Re: Allow async standbys wait for sync replication

From: Kyotaro Horiguchi <horikyota(dot)ntt(at)gmail(dot)com>
To: nathandbossart(at)gmail(dot)com
Cc: bharath(dot)rupireddyforpostgres(at)gmail(dot)com, satyanarlapuram(at)gmail(dot)com, pgsql-hackers(at)lists(dot)postgresql(dot)org
Subject: Re: Allow async standbys wait for sync replication
Date: 2022-03-01 07:34:31
Message-ID: 20220301.163431.1826638724406024793.horikyota.ntt@gmail.com
Views: Raw Message | Whole Thread | Download mbox | Resend email
Thread:
Lists: pgsql-hackers

(Now I understand what "async" mean here..)
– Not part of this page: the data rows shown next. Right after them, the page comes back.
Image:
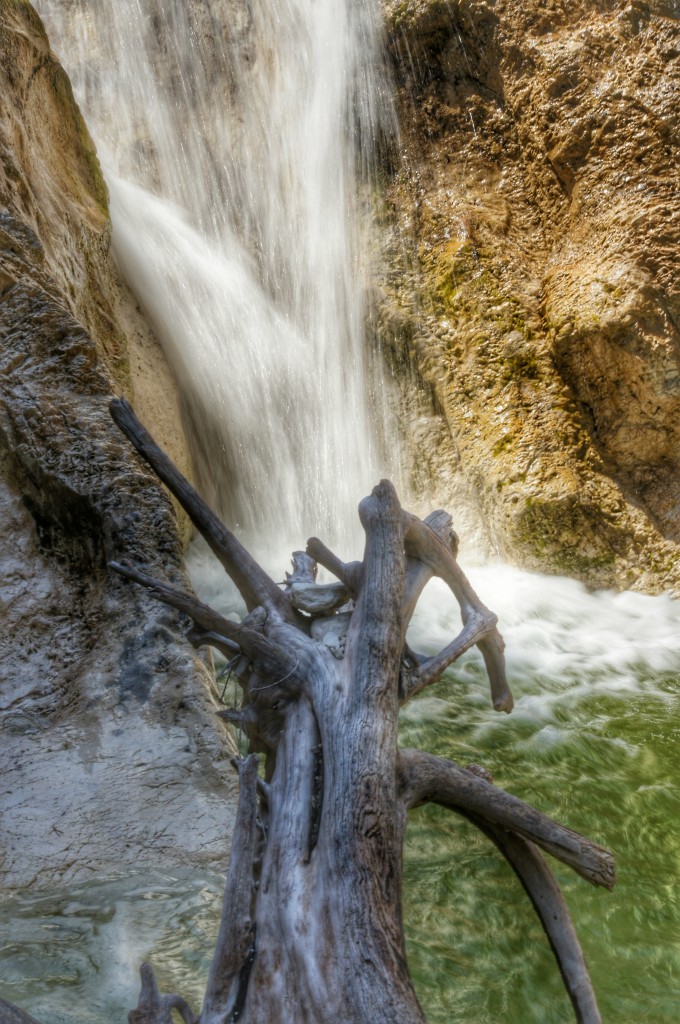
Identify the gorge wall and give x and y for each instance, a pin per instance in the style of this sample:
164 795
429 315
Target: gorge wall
529 229
524 288
112 756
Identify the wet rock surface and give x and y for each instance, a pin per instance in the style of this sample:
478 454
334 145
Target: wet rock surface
532 231
112 755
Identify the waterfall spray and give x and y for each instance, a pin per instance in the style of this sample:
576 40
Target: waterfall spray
231 136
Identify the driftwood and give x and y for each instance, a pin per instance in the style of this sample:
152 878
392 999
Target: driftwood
311 924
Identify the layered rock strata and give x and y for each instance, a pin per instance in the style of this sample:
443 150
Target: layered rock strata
533 224
111 755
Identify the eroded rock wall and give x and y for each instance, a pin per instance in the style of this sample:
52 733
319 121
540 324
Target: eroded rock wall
111 753
530 233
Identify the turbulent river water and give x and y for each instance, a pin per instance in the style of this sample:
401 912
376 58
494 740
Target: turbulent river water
232 162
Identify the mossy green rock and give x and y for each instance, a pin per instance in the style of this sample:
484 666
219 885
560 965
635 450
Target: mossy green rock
537 206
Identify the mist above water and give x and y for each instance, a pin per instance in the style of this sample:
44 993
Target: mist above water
235 138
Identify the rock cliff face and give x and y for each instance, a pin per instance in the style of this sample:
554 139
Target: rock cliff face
533 228
110 750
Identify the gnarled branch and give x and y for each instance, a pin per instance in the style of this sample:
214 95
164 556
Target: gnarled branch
269 656
546 896
255 586
426 778
154 1008
425 545
236 935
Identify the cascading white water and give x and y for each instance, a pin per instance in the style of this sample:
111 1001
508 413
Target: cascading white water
230 152
231 135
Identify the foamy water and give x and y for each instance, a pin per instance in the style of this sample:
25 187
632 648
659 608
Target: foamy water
231 136
235 139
At Mon, 28 Feb 2022 22:05:28 -0800, Nathan Bossart <nathandbossart(at)gmail(dot)com> wrote in
> On Tue, Mar 01, 2022 at 11:10:09AM +0530, Bharath Rupireddy wrote:
> > On Tue, Mar 1, 2022 at 12:27 AM Nathan Bossart <nathandbossart(at)gmail(dot)com> wrote:
> >> My feedback is specifically about this behavior. I don't think we should
> >> spin in XLogSend*() waiting for an LSN to be synchronously replicated. I
> >> think we should just choose the SendRqstPtr based on what is currently
> >> synchronously replicated.
> >
> > Do you mean something like the following?
> >
> > /* Main loop of walsender process that streams the WAL over Copy messages. */
> > static void
> > WalSndLoop(WalSndSendDataCallback send_data)
> > {
> > /*
> > * Loop until we reach the end of this timeline or the client requests to
> > * stop streaming.
> > */
> > for (;;)
> > {
> > if (am_async_walsender && there_are_sync_standbys)
> > {
> > XLogRecPtr SendRqstLSN;
> > XLogRecPtr SyncFlushLSN;
> >
> > SendRqstLSN = GetFlushRecPtr(NULL);
> > LWLockAcquire(SyncRepLock, LW_SHARED);
> > SyncFlushLSN = walsndctl->lsn[SYNC_REP_WAIT_FLUSH];
> > LWLockRelease(SyncRepLock);
> >
> > if (SendRqstLSN > SyncFlushLSN)
> > continue;
> > }

The current trend is energy-savings. We never add a "wait for some
fixed time then exit if the condition makes, otherwise repeat" loop
for this kind of purpose where there's no guarantee that the loop
exits quite shortly. Concretely we ought to rely on condition
variables to do that.

> Not quite. Instead of "continue", I would set SendRqstLSN to SyncFlushLSN
> so that the WAL sender only sends up to the current synchronously

I'm not sure, but doesn't that makes walsender falsely believes it
have caught up to the bleeding edge of WAL?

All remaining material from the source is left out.